As experts in Strategic eSourcing, we sometimes forget that not everyone understands and knows the in's and out's of our business. Therefore, we've written this article that defines eSourcing and explains the typical eSourcing tools and their benefits.
What is eSourcing?
eSourcing is the business process of finding, evaluating, selecting and collaborating with current and potential suppliers via an online, web-based platform. Using eSourcing software, buyers collect information about suppliers, their products and their pricing. This information is then organized, normalized and compiled by the eSourcing tool into eRFx documents, such as RFI, RFP and RFQ, to make viable comparisons based on what the buyer needs to purchase, and how they want to evaluate their potential sources of supply.
- RFI – Request for Information; used by buyers to collect and evaluate initial, high-level information about potential suppliers.
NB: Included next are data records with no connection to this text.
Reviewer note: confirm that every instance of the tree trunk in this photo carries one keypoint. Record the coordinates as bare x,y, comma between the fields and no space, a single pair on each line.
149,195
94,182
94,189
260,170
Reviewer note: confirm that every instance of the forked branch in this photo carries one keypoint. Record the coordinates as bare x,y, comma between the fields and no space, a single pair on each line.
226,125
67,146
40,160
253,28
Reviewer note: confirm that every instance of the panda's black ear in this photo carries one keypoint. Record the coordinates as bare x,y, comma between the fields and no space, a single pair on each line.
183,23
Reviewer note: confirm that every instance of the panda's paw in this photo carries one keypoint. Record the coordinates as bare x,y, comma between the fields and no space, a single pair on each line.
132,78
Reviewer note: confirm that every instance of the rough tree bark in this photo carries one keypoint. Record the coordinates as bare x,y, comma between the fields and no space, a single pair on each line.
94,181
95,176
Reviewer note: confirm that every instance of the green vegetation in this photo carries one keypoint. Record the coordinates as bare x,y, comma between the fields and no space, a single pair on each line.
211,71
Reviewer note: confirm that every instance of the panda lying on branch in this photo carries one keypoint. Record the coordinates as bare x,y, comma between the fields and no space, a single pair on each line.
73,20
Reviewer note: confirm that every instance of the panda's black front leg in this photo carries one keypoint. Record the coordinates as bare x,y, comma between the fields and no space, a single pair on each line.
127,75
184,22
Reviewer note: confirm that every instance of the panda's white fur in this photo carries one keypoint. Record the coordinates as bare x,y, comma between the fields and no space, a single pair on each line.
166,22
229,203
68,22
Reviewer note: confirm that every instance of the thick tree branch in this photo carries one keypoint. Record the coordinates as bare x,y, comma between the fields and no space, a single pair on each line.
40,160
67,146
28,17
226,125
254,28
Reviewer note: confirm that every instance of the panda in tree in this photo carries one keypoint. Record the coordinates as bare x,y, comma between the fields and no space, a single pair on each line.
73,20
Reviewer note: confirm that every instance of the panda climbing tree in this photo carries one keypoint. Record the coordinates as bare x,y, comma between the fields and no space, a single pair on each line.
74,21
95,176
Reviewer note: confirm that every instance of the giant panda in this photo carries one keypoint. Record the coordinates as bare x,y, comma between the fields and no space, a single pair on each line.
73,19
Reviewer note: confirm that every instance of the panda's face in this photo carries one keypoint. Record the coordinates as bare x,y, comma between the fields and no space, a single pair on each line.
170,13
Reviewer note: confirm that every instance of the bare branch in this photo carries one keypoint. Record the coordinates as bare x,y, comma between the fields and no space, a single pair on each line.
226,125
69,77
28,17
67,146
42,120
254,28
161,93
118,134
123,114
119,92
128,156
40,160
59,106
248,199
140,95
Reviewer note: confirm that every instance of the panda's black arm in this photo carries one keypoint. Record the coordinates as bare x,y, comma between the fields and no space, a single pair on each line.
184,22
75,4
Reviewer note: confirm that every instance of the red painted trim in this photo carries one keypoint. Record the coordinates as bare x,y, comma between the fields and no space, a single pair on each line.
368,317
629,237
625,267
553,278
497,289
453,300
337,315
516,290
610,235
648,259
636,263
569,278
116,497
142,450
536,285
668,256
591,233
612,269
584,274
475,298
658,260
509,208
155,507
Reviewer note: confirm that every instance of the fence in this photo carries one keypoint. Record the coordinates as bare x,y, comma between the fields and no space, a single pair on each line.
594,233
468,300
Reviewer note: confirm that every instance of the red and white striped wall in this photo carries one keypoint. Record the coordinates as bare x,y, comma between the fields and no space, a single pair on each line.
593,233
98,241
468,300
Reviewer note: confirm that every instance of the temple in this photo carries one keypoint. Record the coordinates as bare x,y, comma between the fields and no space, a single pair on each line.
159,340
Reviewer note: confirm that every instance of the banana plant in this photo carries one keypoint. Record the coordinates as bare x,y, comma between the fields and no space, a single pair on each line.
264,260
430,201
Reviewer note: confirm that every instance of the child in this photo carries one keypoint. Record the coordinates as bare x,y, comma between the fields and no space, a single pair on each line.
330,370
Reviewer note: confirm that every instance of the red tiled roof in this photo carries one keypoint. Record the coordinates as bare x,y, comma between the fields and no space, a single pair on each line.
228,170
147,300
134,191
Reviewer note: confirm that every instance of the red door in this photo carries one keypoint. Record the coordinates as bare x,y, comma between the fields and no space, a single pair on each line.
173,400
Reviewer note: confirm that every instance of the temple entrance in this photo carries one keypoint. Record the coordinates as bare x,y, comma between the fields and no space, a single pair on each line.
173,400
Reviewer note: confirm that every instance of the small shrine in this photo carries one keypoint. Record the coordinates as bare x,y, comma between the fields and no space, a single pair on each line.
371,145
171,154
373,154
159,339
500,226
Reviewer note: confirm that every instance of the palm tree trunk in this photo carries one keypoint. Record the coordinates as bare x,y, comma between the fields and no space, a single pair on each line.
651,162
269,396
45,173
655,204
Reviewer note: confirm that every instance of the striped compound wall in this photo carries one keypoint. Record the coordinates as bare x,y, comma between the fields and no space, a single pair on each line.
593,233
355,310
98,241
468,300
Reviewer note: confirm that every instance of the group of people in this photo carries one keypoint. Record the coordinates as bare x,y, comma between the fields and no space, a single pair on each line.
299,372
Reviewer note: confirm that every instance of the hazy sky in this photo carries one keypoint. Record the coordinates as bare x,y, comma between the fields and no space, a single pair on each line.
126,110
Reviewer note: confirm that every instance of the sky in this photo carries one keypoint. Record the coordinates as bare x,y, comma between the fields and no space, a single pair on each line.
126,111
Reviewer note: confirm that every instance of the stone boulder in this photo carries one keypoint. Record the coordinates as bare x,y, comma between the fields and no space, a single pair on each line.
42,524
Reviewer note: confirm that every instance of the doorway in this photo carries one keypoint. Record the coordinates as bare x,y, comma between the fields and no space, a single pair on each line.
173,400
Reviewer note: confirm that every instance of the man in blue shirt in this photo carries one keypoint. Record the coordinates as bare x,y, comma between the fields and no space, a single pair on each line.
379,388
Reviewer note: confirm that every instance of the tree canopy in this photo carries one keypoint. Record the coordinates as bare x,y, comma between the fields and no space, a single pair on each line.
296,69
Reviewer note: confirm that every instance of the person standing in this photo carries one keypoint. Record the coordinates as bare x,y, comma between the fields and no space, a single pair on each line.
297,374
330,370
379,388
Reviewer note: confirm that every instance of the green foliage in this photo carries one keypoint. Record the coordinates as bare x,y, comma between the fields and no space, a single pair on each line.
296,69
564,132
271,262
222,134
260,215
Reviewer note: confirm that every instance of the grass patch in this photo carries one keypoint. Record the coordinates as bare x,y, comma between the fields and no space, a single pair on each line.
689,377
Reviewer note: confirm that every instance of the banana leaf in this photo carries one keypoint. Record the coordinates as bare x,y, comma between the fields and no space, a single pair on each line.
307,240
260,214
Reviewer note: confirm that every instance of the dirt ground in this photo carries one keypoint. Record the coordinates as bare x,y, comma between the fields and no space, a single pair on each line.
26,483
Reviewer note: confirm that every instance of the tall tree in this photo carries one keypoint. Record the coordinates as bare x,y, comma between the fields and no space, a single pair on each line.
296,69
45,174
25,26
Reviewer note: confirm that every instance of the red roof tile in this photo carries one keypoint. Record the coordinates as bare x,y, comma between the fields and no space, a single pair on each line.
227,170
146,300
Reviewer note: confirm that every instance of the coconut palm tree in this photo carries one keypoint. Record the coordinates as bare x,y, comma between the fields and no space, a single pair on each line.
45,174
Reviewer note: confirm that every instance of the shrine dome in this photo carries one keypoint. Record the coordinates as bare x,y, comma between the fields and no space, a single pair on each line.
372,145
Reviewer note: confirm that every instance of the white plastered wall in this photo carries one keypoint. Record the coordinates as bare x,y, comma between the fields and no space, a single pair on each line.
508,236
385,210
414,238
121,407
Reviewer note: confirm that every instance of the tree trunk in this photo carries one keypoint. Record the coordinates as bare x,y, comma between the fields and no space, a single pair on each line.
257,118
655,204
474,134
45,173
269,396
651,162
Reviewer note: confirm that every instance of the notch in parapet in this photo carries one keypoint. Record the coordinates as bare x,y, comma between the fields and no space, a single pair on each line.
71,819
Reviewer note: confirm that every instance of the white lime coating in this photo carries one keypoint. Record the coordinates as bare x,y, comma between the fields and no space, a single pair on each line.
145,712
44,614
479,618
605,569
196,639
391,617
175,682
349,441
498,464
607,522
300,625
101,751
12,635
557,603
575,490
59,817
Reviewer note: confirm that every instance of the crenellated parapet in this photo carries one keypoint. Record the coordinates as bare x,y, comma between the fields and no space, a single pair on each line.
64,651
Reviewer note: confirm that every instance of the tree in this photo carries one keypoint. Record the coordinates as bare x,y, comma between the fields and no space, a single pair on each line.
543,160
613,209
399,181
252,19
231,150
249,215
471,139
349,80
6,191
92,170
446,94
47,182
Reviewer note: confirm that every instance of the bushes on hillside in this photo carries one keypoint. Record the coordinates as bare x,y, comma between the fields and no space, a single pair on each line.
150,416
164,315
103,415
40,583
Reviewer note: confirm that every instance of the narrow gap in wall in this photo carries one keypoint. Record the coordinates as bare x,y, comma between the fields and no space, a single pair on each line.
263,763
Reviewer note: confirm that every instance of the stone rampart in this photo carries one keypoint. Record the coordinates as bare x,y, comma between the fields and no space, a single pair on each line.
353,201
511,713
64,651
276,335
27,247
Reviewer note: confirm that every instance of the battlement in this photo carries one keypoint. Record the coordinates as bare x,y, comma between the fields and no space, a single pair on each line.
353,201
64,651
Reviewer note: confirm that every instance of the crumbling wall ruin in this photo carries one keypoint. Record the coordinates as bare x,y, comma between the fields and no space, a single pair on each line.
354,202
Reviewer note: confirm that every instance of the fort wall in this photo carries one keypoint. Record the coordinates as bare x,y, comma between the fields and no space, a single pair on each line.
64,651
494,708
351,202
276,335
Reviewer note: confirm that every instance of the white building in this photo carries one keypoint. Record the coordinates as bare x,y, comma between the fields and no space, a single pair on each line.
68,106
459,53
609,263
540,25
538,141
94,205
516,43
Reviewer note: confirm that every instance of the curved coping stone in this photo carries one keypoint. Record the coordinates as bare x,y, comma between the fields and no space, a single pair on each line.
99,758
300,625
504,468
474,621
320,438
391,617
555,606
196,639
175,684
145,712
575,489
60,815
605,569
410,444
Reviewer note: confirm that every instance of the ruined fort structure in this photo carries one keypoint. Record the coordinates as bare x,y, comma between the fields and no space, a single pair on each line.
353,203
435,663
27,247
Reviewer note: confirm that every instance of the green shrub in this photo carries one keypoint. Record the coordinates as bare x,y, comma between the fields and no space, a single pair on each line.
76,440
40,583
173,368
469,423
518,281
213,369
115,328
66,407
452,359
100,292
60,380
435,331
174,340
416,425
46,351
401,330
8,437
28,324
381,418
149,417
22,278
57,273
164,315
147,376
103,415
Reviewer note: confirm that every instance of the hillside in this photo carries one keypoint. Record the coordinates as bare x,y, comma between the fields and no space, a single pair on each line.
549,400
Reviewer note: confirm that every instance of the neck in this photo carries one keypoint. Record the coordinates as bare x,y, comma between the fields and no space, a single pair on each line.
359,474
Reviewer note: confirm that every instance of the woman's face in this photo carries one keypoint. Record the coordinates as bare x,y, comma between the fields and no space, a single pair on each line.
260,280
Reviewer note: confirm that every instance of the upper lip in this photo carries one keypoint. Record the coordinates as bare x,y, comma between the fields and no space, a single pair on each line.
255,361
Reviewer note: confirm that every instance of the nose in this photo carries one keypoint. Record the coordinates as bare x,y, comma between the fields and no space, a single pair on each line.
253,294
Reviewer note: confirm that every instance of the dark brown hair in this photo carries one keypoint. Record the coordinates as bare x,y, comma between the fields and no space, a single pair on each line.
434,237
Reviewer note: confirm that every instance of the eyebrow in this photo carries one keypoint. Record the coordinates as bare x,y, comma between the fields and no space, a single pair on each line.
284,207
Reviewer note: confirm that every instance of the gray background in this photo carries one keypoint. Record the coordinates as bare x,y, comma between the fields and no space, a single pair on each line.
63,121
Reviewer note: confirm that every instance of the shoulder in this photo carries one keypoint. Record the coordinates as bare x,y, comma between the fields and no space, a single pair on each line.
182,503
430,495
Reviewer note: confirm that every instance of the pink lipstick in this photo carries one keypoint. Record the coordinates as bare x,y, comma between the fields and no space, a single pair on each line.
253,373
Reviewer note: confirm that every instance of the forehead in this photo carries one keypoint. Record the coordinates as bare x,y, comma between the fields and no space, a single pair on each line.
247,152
RFI’s are typically focused on a supplier’s broader capabilities rather then specifics about the product offered and its costs. An RFI is the tool to use when you are looking for new sources of supply and want to “find out what’s out there”
- RFP – Request for Proposal; suppliers who are deemed qualified in the RFI can be invited to an RFP. In it, the buyer “requests a proposal” meaning they lay out in significant detail what they are looking to purchase and ask the bidder to provide a detailed response on how they would fulfil this need. This proposal will target either a buyer-defined solution (i.e. I want to buy this particular product with these specifications) or a buyer-defined outcome (i.e. I, the buyer, need to solve a business problem but I want you, the supplier, to suggest a particular solution to my problem). RFPs generally ask for specific responses about the company, product/service offered, and pricing. An RFP is the tool to use when you know what you want and want suppliers to tell you how they’ll provide it.
- RFQ – Request for Quotation; is typically the final step in a sourcing process. In it, the buyer is negotiating the final terms of an agreement, usually price. In some instances, an RFQ can solicit bids on items other than price such as payment terms, service requirements, or quantity discounts. An RFQ is the tool to use when you are comfortable with everyone bidding as a potential supplier and want to get the best deal.
Depending on the specific category or purchase, a buyer may choose an RFI, RFP, RFQ or some combination of all three. A complete, three-stage eRFx will always have the RFI first, then the RFP, and lastly the RFQ.
In the eRFx process, one starts with the broadest “audience” (i.e. pool of potential suppliers) in the RFI and then at each step moves to a more narrow set of increasingly qualified bidders. It’s not uncommon to start with fifty or more suppliers in an RFI and narrow down to a half-dozen or even fewer in the final RFQ.
eAuctions are a specific type of eRFQ. In an eAuction, buyers will invite pre-qualified bidders to compete on the final components of a negotiation. Most often, price is the primary data element collected in an eAuction, although not always. Being invited to an eAuction should mean that the buyer is comfortable with doing business with the potential supplier assuming the final negotiated terms are acceptable. Some organizations, especially in the public sector, even have corporate policies that the winner of the eAuction will be awarded the contract.
There are many different types of buy-side eAuctions. Scanmarket has an in-depth explanation of each here. The most common are:
- Reverse auction – bidders are given a starting price for the eAuction that all can agree to. The bidders will then compete against each other, progressively lowering their bids and hence the price paid by the buyer. The eAuction ends when the bidders stop improving on one another’s bids, leaving each bidder at their lowest acceptable price.
- Dutch auction – “First in the pool” prices start at a level so low that it would not be acceptable to any of the bidders. At pre-determined intervals, the price level “ticks up”. The first bidder to accept the new price wins the eAuction. The price will continue to tick up until a bidder accepts it. Once a bidder accepts the price, the event closes for all participants.
- Japanese auction – “Last one standing” prices start at a level so high that all bidders would accept it. Each bidder has to signal their acceptance within a specific time-frame. Once that time-frame has elapsed, the price will tick down, usually by a fraction of a percent, and the bidders again have that same time-frame (usually 1-2 minutes) to signal their acceptance. If a bidder does not signal their acceptance, they are removed from the event. When the price reaches a level where only one bidder has signalled their acceptance, the event will close.
There are multiple other formats and, within these, there are many permutations and exceptions based on specific scenarios and goals.
The real “secret” to success in eAuctions is not that much of a secret at all.
- First, do your homework by making sure that everything is clear and understood. Any uncertainty or ambiguity will lead to poor results.
- Second, pay attention to how you set up the eAuction. There are many different settings that can be used to change the dynamics of bidding, lotting, visibility and communication. These all matter and can have a significant impact on results.
- Lastly, create a level playing field where all bidders have the same information and the same chance at success.